Now don't ask me how that happened, I mean its not my fault if I was born this awesome person that I am (well actually getting the biggest player in Hogwarts' history to fall in love with me without any effort is more than just a proof, don't you think so too? But no one knows that story except me since I hadn't even told the twins about my time travel incident. So yeah me being effortlessly awesome is a fact now, not just a self harped giant boast).
He was running his hand through his hair nervously with a slight smile on his face. Okay fine, Davies is not that bad when you really look at him (that is if you get to recognize him among the swarm of students) and he might look cute being nervous but sincere apologies: sorry honey my heart's unavailable. Got stolen 15 years ago (Merlin, now that makes me feel really old).
"Ready for the duel, Davies?" I asked.
I had noticed the twins wink at me from the corner of my eye. Ah Fred George, when will you stop teasing me about this.
"Yeah, of course," he smiled.
We'll see. When the signal was given to start the duel all of us bowed and did the rituals like Lockhart and Snape had shown earlier then aimed our wands at our partners. Then the room dissolved into utter chaos. I had allowed Davies to go first but he had refused in attempts of being gentlemanly. So be it.

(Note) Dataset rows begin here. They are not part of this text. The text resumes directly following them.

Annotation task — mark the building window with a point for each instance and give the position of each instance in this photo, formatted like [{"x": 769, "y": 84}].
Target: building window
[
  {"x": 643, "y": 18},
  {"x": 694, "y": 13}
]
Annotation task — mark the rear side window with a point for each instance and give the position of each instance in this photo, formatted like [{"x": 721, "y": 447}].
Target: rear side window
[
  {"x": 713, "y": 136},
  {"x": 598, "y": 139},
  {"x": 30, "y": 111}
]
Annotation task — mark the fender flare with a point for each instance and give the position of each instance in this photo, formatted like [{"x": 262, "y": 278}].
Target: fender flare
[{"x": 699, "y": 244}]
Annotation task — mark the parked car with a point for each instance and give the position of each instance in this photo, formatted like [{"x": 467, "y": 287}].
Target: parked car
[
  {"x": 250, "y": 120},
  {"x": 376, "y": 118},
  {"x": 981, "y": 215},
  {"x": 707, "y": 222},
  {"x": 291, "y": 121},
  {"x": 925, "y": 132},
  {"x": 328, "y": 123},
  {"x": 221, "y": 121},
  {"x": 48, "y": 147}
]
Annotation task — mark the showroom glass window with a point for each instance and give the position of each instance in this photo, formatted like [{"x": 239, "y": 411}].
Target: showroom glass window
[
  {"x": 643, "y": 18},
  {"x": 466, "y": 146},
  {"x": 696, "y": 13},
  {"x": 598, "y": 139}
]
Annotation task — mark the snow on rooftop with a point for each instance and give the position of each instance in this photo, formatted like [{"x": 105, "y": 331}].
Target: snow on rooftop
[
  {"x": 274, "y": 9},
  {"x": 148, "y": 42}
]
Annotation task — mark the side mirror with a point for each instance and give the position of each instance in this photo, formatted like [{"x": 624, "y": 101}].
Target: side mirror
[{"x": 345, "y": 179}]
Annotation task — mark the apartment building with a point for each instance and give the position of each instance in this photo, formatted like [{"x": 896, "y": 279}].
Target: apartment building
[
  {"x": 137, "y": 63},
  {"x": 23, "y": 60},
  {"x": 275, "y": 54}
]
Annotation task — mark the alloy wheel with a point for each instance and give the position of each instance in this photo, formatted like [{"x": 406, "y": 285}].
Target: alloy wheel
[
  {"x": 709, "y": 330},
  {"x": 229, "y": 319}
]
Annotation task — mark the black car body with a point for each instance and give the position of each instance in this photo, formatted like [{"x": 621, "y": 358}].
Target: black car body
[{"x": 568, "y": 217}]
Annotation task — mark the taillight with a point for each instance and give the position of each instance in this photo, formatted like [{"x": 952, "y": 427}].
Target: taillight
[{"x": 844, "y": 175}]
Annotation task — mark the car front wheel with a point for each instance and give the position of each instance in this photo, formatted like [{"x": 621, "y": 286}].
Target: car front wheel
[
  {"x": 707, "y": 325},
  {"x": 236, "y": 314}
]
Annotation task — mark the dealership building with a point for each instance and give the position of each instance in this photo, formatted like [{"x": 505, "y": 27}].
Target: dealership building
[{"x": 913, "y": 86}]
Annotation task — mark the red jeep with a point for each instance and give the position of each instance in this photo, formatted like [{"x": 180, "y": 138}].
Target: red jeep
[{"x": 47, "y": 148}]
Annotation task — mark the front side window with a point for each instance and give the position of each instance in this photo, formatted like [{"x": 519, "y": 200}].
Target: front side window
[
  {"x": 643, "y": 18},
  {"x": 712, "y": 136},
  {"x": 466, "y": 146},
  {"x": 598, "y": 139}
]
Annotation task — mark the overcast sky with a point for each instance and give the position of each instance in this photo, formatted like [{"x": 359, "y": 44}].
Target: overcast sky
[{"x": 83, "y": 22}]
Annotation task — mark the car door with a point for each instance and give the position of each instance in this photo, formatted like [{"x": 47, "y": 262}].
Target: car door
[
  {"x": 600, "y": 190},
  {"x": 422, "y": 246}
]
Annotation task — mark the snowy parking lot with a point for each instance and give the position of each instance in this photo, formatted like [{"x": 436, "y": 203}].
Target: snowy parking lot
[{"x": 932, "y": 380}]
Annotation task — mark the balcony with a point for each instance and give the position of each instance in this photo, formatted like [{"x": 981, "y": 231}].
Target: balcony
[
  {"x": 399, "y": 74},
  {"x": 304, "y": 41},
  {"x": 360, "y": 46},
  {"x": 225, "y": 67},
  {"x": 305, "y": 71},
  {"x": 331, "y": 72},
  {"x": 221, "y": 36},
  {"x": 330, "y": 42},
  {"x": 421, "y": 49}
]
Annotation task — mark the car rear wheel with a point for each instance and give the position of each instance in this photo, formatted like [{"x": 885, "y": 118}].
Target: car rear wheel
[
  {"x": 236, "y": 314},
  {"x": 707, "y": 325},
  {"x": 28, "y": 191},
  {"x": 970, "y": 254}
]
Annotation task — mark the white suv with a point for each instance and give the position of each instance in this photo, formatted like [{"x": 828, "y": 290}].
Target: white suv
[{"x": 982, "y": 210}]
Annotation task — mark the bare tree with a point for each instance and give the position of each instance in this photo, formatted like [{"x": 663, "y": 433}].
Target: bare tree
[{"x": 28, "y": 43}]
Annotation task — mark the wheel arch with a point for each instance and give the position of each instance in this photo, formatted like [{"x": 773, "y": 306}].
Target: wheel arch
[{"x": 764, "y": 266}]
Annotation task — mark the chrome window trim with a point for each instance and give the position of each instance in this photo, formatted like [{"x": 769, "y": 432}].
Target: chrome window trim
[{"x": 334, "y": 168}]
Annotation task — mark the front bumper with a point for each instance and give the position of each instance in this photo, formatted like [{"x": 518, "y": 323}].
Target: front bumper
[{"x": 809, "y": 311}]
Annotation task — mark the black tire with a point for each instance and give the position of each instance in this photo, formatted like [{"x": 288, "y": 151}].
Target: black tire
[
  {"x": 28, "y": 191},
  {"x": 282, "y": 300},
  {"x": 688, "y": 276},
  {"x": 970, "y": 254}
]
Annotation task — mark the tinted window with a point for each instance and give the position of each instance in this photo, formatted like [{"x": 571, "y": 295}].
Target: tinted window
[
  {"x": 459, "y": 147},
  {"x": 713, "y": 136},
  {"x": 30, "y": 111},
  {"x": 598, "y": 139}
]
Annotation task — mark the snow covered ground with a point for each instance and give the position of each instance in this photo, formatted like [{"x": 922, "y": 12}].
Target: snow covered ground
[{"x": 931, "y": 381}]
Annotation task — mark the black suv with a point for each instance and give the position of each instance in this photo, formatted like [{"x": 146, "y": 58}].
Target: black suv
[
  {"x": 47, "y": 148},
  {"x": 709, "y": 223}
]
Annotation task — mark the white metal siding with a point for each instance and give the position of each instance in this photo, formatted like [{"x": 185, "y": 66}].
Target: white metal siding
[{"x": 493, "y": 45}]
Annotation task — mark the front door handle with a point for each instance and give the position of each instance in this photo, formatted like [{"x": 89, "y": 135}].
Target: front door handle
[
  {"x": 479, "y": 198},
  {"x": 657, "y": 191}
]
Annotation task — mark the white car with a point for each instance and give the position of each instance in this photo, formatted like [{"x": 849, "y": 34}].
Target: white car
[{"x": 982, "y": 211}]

"Levicorpus!" I casted the spell I had seen James cast on Sirius once just to tease him (Moony had told me that this spell had a certain history with them though and had been casted on a lot others).
And hey presto! Davies was hanging upside down from his ankle. "G-good one," he stuttered as he was completely caught off guard.
"Should have blocked it," I said sweetly and flicked my wand so he fell down flat on the ground. Oops. But then I felt a hand on my shoulder and turned to see Professor Snape behind me with a death stare plastered on his face. Now what the heck have I done? I don't remember committing any serious Azkaban worthy crime now, do I?
"Miss Weasley, I would like to see you in my office at..."
But before he could complete his sentence there was a great explosive noise. Oh good, because seriously I wouldn't have liked to turn up in Snape's office anytime throughout my years at Hogwarts and this was the best distraction I could ask for.
Sure enough Snape had to leave the matter at hand and turn his attention to the puffs of green smoke which were rising from the place where Neville and Justin were duelling. Close call.
Now all I have to do is to make sure not to turn up anywhere near Snape until he forgets the reason he was going to call me to his office. And even though he never forgets anything still I have been lucky so far so I might just count on my lucky stars on this.
Probably. Ah well let's go see what exploded exactly.